Like Canadian competitor Ballard, Hydrogenics (Nasdaq: HYGS) has made investments in several markets, most of all, China, where demand for fuel cells is projected to rise. Both have entered into agreements with Alstom and Siemens. That the latter two have founded a joint venture to merge their railroad divisions suggests to me that keeping two experienced suppliers on board is part of their failsafe system. Ballard has also partnered with China’s CRRC, the world’s largest rolling stock manufacturer. And, like Hydrogenics, it is upgrading locomotives and trucks, replacing diesel with hydrogen fuel. In short, a healthy dose of competition never hurt anyone. Both companies have proved why they’re the crème de la crème of the fuel cell industry and that they are operating on high-growth markets. Besides China, India is shaping up to be a promising candidate for expansion. Plus, and in contrast to Ballard, Hydrogenics has a strong electrolyzer business.

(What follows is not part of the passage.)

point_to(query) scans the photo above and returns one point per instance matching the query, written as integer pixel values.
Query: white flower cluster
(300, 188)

On to the results. The first quarter brought in USD 8.1 million in revenue, compared to USD 8.7 million one year ago. Net loss improved and was below USD 2 million, or USD 0.13 per share, whereas cash reserves amounted to USD 19.4 million. Backlog exceeded USD 140 million. Daryl Wilson, Hydrogenics’ chief executive, regarded the first quarter results as “not reflective of the potential for top line expansion this year and beyond.” With a temporary price drop behind us, now is a good time to buy Hydrogenics stock to cushion a well-diversified fuel cell portfolio that promises medium-term gains.
Share trading can result in a total loss of your investment. Consider spreading the risk as a sensible precaution. The fuel cell companies mentioned in this article are small and mid-cap ones, i.e., they may experience high stock volatility. This article is not to be taken as a recommendation of what shares to buy or sell – it comes without any explicit or implicit guarantee or warranty. All information is based on publicly available sources and the content of this article reflects the author’s opinion only. This article focuses on mid-term and long-term prospects and not short-term profit. The author may own shares in any of the companies mentioned in it.